Le progrès vers la rectitude de la conduite est un progrès vers la conduite bien pondérée et relativement définie; nous pouvons le voir à un autre point de vue. Un des traits de la conduite que nous appelons immorale c'est l'exagération, tandis que la modération caractérise ordinairement la conduite morale. Les excès impliquent une extrême divergence entre les actions et le milieu déterminé où elles se produisent, tandis que le fait de s'accommoder à ce milieu caractérise la modération: d'où il suit que les actions de ce dernier genre peuvent être définies avec plus d'exactitude que celles du premier. Évidemment la conduite qui manque de retenue, présente de grandes oscillations impossibles à calculer d'avance, et diffère en cela de la conduite retenue, dont les oscillations sont renfermées, par hypothèse, dans de plus étroites limites: or ce fait d'être ainsi renfermées dans de plus étroites limites implique une règle définie des mouvements.

27. Il est superflu de montrer dans le détail qu'en même temps que l'hétérogénéité de structure et de fonction s'accroît à travers les formes ascendantes de la vie, l'hétérogénéité de conduite et la diversité dans les séries de mouvements externes ou les séries combinées de ces mouvements s'accroissent aussi d'une façon parallèle. Il n'est pas plus nécessaire de montrer que, devenue déjà relativement grande dans les mouvements constituant la conduite de l'homme non civilisé, cette hétérogénéité s'accroît encore dans ceux que l'homme civilisé accomplit. On peut passer sans transition à ce degré plus élevé où nous trouvons un contraste semblable en montant de la conduite de l'homme immoral à celle de l'homme moral.

Au lieu de reconnaître ce contraste, la plupart des lecteurs seront portés à identifier la vie morale avec une vie peu variée dans son activité. Nous touchons ici à un défaut de la conception courante de la moralité.

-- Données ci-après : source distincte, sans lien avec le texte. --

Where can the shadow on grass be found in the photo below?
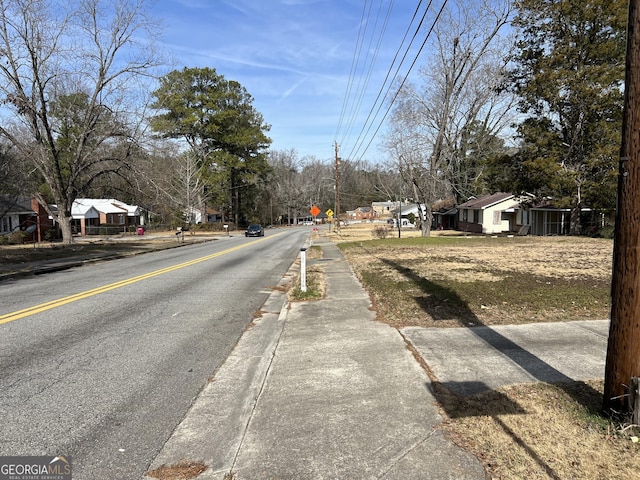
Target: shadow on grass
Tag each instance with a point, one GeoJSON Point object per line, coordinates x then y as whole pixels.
{"type": "Point", "coordinates": [444, 303]}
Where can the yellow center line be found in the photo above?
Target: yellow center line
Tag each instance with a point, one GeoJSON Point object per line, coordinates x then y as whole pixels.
{"type": "Point", "coordinates": [43, 307]}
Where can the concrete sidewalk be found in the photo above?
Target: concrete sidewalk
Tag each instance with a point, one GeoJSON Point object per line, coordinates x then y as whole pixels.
{"type": "Point", "coordinates": [319, 390]}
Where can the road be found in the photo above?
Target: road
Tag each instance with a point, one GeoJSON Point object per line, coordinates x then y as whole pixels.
{"type": "Point", "coordinates": [112, 355]}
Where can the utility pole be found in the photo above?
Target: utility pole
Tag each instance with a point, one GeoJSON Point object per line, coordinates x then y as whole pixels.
{"type": "Point", "coordinates": [623, 351]}
{"type": "Point", "coordinates": [337, 189]}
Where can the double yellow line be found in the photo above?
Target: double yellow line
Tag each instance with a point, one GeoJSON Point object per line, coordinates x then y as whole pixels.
{"type": "Point", "coordinates": [43, 307]}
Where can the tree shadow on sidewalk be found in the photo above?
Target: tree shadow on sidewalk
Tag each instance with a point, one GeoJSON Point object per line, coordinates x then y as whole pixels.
{"type": "Point", "coordinates": [441, 303]}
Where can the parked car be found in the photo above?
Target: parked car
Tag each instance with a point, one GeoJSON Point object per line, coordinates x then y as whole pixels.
{"type": "Point", "coordinates": [254, 230]}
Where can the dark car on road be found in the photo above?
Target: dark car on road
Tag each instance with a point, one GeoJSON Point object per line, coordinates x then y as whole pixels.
{"type": "Point", "coordinates": [254, 230]}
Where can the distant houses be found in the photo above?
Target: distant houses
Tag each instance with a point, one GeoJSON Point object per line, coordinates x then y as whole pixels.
{"type": "Point", "coordinates": [491, 214]}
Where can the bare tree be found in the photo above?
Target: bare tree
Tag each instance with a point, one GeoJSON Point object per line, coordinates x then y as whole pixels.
{"type": "Point", "coordinates": [68, 81]}
{"type": "Point", "coordinates": [459, 95]}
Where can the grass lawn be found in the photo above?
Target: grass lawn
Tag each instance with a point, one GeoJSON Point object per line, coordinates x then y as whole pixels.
{"type": "Point", "coordinates": [533, 431]}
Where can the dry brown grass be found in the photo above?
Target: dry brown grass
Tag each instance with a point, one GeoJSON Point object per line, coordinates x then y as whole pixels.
{"type": "Point", "coordinates": [449, 282]}
{"type": "Point", "coordinates": [532, 431]}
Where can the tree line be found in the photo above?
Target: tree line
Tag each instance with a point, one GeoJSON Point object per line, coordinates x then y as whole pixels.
{"type": "Point", "coordinates": [523, 97]}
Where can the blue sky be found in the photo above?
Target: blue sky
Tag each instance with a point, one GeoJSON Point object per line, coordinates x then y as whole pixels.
{"type": "Point", "coordinates": [294, 57]}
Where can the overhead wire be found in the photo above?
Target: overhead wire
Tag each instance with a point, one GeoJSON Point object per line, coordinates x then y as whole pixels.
{"type": "Point", "coordinates": [362, 87]}
{"type": "Point", "coordinates": [355, 151]}
{"type": "Point", "coordinates": [354, 65]}
{"type": "Point", "coordinates": [398, 90]}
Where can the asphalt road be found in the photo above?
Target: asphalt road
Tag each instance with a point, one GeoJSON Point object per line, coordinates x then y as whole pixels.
{"type": "Point", "coordinates": [111, 358]}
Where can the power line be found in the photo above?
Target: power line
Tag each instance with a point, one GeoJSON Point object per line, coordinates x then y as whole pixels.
{"type": "Point", "coordinates": [371, 117]}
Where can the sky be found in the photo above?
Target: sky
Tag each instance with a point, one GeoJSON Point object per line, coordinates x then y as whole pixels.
{"type": "Point", "coordinates": [296, 59]}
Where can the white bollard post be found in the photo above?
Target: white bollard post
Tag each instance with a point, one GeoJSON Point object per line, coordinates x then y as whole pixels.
{"type": "Point", "coordinates": [303, 269]}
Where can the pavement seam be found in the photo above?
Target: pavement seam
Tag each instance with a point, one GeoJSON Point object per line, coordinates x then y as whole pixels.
{"type": "Point", "coordinates": [282, 317]}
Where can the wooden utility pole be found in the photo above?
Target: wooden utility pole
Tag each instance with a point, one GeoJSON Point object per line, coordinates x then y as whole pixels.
{"type": "Point", "coordinates": [623, 352]}
{"type": "Point", "coordinates": [337, 189]}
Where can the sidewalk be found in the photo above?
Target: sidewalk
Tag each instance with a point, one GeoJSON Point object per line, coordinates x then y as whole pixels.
{"type": "Point", "coordinates": [319, 391]}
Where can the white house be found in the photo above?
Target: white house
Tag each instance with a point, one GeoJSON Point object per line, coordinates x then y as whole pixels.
{"type": "Point", "coordinates": [89, 213]}
{"type": "Point", "coordinates": [492, 214]}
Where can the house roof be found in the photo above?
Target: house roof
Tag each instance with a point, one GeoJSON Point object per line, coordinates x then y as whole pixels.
{"type": "Point", "coordinates": [103, 205]}
{"type": "Point", "coordinates": [486, 201]}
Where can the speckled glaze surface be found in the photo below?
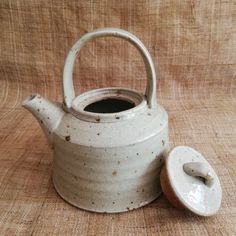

Cette uniformité relative dans l'agrégat de mouvements accompagnant la moralité telle qu'on la conçoit d'ordinaire, cette uniformité non seulement n'est pas morale, mais est plutôt l'opposé de la morale. Mieux un homme se conforme à toutes les exigences de la vie,--aussi bien pour son propre corps et son esprit que pour le corps ou l'esprit de ceux qui dépendent de lui, et même pour le corps et l'esprit de ses concitoyens,--plus aussi son activité devient variée. Plus il met de soin à accomplir toutes ces actions, plus ses mouvements doivent être hétérogènes.